Banks have found an unusual way to comply with the Community Reinvestment Act (CRA), the federal law requiring them to bolster the economies of low-income neighborhoods: They’re funding a program dedicated to fighting crime in nursing homes.
While critics say the program circumvents the spirit of the CRA, backing by U.S. financial regulators has helped the Senior Housing Crime Prevention Foundation sign up 250 banks in 47 states to lend or invest almost $350 million for its Senior Crimestoppers program. The money pays for personal lockboxes for nursing home residents, a 24-hour crime-reporting hot line, and entertainment including karaoke machines and video game systems.

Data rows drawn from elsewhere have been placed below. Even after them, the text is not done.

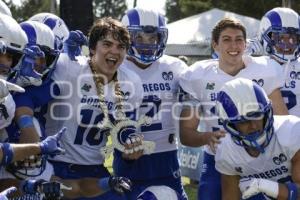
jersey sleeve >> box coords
[264,58,285,95]
[13,80,59,110]
[52,53,82,95]
[279,116,300,159]
[0,94,15,129]
[215,137,238,176]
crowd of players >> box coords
[0,1,299,199]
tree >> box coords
[93,0,127,20]
[4,0,54,22]
[165,0,300,23]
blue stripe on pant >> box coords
[198,152,221,200]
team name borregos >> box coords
[242,165,288,180]
[80,95,113,110]
[142,83,171,92]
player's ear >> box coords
[212,41,218,52]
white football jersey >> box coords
[179,56,284,154]
[45,54,143,165]
[122,55,187,153]
[215,115,300,184]
[281,59,300,116]
[0,93,15,129]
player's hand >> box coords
[0,79,25,99]
[122,135,144,160]
[109,176,132,195]
[39,127,66,156]
[0,187,17,200]
[63,30,87,61]
[245,38,264,56]
[204,130,226,154]
[239,177,261,199]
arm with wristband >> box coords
[0,127,66,167]
[239,150,300,200]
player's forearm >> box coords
[10,143,41,162]
[62,178,105,198]
[18,127,40,143]
[277,183,300,200]
[179,127,210,147]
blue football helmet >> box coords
[122,8,168,65]
[29,13,70,51]
[137,186,182,200]
[15,21,60,86]
[258,7,300,63]
[216,78,274,153]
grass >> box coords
[104,153,198,199]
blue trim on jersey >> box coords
[266,10,282,28]
[113,150,179,181]
[127,9,140,26]
[217,91,238,119]
[20,22,37,46]
[44,17,56,30]
[253,84,268,110]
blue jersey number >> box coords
[210,106,223,131]
[74,109,105,145]
[281,90,297,110]
[140,95,162,132]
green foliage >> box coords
[4,0,55,22]
[166,0,300,23]
[93,0,127,20]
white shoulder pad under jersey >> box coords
[243,56,284,95]
[0,93,15,129]
[46,56,143,165]
[281,59,300,116]
[121,55,187,153]
[215,115,300,183]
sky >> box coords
[12,0,167,14]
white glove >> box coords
[0,79,25,99]
[245,38,264,56]
[239,177,279,199]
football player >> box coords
[179,17,288,200]
[253,7,300,117]
[117,7,188,200]
[215,78,300,200]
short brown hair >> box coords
[88,17,130,55]
[212,18,246,44]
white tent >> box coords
[165,8,260,56]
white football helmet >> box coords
[122,8,168,65]
[29,12,69,50]
[0,0,11,16]
[0,13,28,79]
[258,7,300,63]
[18,21,59,86]
[216,78,274,153]
[137,186,181,200]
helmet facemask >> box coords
[128,25,168,65]
[262,26,300,63]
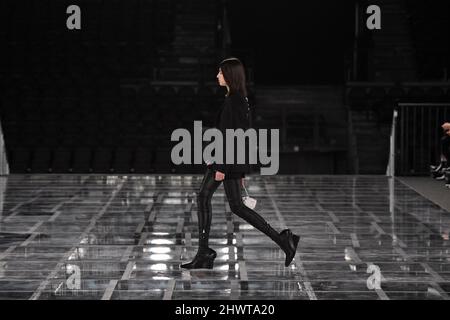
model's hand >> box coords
[215,171,225,181]
[442,123,450,130]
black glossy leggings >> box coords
[196,167,281,251]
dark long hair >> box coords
[219,57,247,98]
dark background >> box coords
[0,0,449,176]
[228,0,355,84]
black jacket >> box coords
[209,93,252,179]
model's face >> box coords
[217,68,227,87]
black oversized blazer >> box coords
[208,92,252,179]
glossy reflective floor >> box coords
[0,174,449,300]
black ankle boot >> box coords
[180,248,217,269]
[279,229,300,267]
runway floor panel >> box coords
[0,174,449,300]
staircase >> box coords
[370,0,417,81]
[155,0,219,82]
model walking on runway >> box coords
[181,58,300,269]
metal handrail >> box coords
[395,102,450,175]
[386,108,398,177]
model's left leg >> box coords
[222,178,281,245]
[223,178,300,267]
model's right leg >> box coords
[196,167,222,251]
[181,167,221,269]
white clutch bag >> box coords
[242,182,257,209]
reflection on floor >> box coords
[0,174,449,300]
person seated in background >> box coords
[431,122,450,180]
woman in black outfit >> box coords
[181,58,300,269]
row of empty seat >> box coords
[6,146,201,174]
[0,82,247,173]
[347,85,450,101]
[0,0,245,174]
[1,79,235,98]
[1,0,177,81]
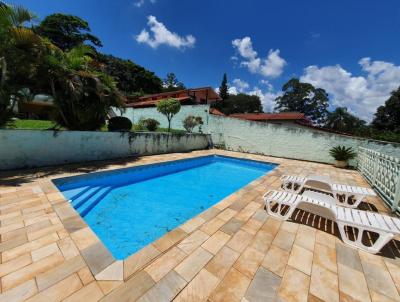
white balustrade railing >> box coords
[357,147,400,212]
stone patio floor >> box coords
[0,150,399,302]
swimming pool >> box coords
[53,155,277,259]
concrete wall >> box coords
[115,105,210,132]
[208,115,400,164]
[0,130,210,170]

Banks that don’t comply with the CRA, which took effect in 1977, must face restrictions when they seek to expand. While some large banks such as SunTrust Bank and BB&T participate in Senior Crimestoppers, the program has special appeal for institutions with a few billion dollars in assets that may have difficulty competing with bigger banks for CRA-qualified investments, foundation officials say. Spokesmen for SunTrust and BB&T declined to comment.
Banks that donate to the foundation are doing little to promote economic development, says Peter Skillern, executive director of the Community Reinvestment Association of North Carolina, a nonprofit advocacy group. “That is not in any way related to lending or investing in neighborhoods,” Skillern says.
Banks giving money to Senior Crimestoppers get CRA credit for more than they actually contribute. They park their donations in government bonds or other instruments of their choosing and keep any returns above a 1 percent fee they turn over to Senior Crimestoppers. The organization uses its cut to pay for the lockboxes and other program expenses. The banks get their principal back in several years, and regulators routinely give them credit for the full amount on deposit with the program, rather than just the 1 percent in interest they effectively donate.